Saturday, 2:15 PM
Photos of Haleigh Poutre's injuries prompt tears during trial of alleged abuser
By Patricia Wen, Globe Staff
SPRINGFIELD - A former emergency room employee broke down crying this morning when she reviewed photographs that she had taken of Haleigh Poutre's battered body shortly after the girl was brought to a Westfield hospital, images that were among more than a dozen introduced as evidence during the first full day of testimony in the child abuse trial of Haleigh's stepfather, Jason Strickland.
"Do these photographs fully and accurately show the parts of the body that you took that day?" asked prosecutor Laurel Brandt in Hampden Country Superior Court.
"Yes," replied Dawn Walz through tears as she testified about her contact with 11-year-old Haleigh and her family on Sept. 11, 2005.
This afternoon, the prosecutor distributed the photographs from Noble Hospital, along with others taken later at Baystate Medical Center in Springfield, to jurors.
The pictures showed numerous sizeable wounds and burn marks across Haleigh's body, including cuts near one of Haleigh's eyes and her chin, and pronounced, circular reddened wounds on her chest and lower back. One photo also shows a deep bloodied wound on her head, which is believed to be related to the severe head trauma that put the child into a coma that fall.
Walz was one of six prosecution witnesses, mostly medical personnel, who took the stand today in the trial before Superior Court Judge Judd Carhart. Jason Strickland and his wife, Holli Strickland, have been accused of horrific child abuse against Haleigh over at least several years, culminating in a near-fatal beating.
Though local residents had filed more than a dozen anonymous complaints to the state's child-protection agency, alleging Haleigh was being abused in her Westfield home, the state authorities dismissed the allegations saying that doctors and therapists believed Holli Strickland's account that Haleigh had a psychological disorder causing her to hurt herself, sometimes severely.
Holli Strickland, who adopted Haleigh, died shortly after the couple was arrested. The adoptive mother's body was found alongside her grandmother's in what police say was a murder-suicide in West Springfield.
Prosecutors argue that Jason Strickland participated in the abuse, or at least knew about his wife's cruel treatment of Haleigh but did nothing to stop it. They say the 34-year-old auto mechanic, at the very least, participated in a "joint venture" with his wife to conceal the child abuse that was so consistently inflicted on the child.

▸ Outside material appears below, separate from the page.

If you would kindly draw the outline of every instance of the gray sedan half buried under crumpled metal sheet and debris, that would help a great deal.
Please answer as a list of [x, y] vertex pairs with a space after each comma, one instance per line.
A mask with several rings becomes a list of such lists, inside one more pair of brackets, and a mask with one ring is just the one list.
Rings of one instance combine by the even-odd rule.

In evidence presented today, prosecutors showed that Haleigh was near death when she was brought to Noble Hospital, her body temperature about 80 degrees, her pulse under 40 beats a minute, and her pupils dilated and fixed. She was unresponsive to stimuli, while also having trouble breathing on her own.
Walz and another nurse, Rebecca Blanchard of Baystate Medical Center, both gave testimony suggesting that Holli Strickland did not seem particularly upset on the day that emergency room trauma staff was trying desperately to revive her adoptive daughter. Walz said Holli Strickland wore a tear-less "blank look" when she emerged from the Noble emergency room where Haleigh lay unconscious. Blanchard said when she first saw the adoptive mother, "she walked in with freshly applied makeup and her hair had been recently brushed." She also said she noticed Holli Strickland's fresh lipstick.
"She appeared somewhat removed from the situation," she testified.
Blanchard said that when she interviewed the couple about what happened to Haleigh, Holli Strickland dominated the conversation, talking about how the girl had suffered a bad case of the flu the night before, and had inexplicably lost consciousness. Blanchard said that Jason Strickland spoke only once, saying that Haleigh had "glazed eyes" in recent days.
"He was a very quiet, stoic man," she said.
Defense attorneys cross-examined the witnesses, largely focusing on the stepfather's remote relationship to what had transpired that September weekend when Haleigh came to the hospital. Defense attorneys have argued that Jason Strickland, like doctors and therapists who saw Haleigh, had believed his wife's version of events, that the girl had a self-abusive emotional disorder.
This case, one of the most horrific alleged child abuse cases in the state, also attracted national attention when the state nearly pulled Haleigh off life support in the fall of 2005. Just when the state's highest court ruled that the state child protection agency could let her die because her medical situation had been deemed "hopeless," Haleigh began breathing on her own.
She has now recovered to the point of being able to speak some simple sentences, and remains in a pediatric rehabilitation hospital in Brighton, where she also attends a day school. Prosecutors have said they do not plan to call Haleigh to the stand, though defense attorneys said they have not yet made up their mind.
The trial, which is expected to last a total of two or three weeks, resumes tomorrow at 9 a.m. in Springfield.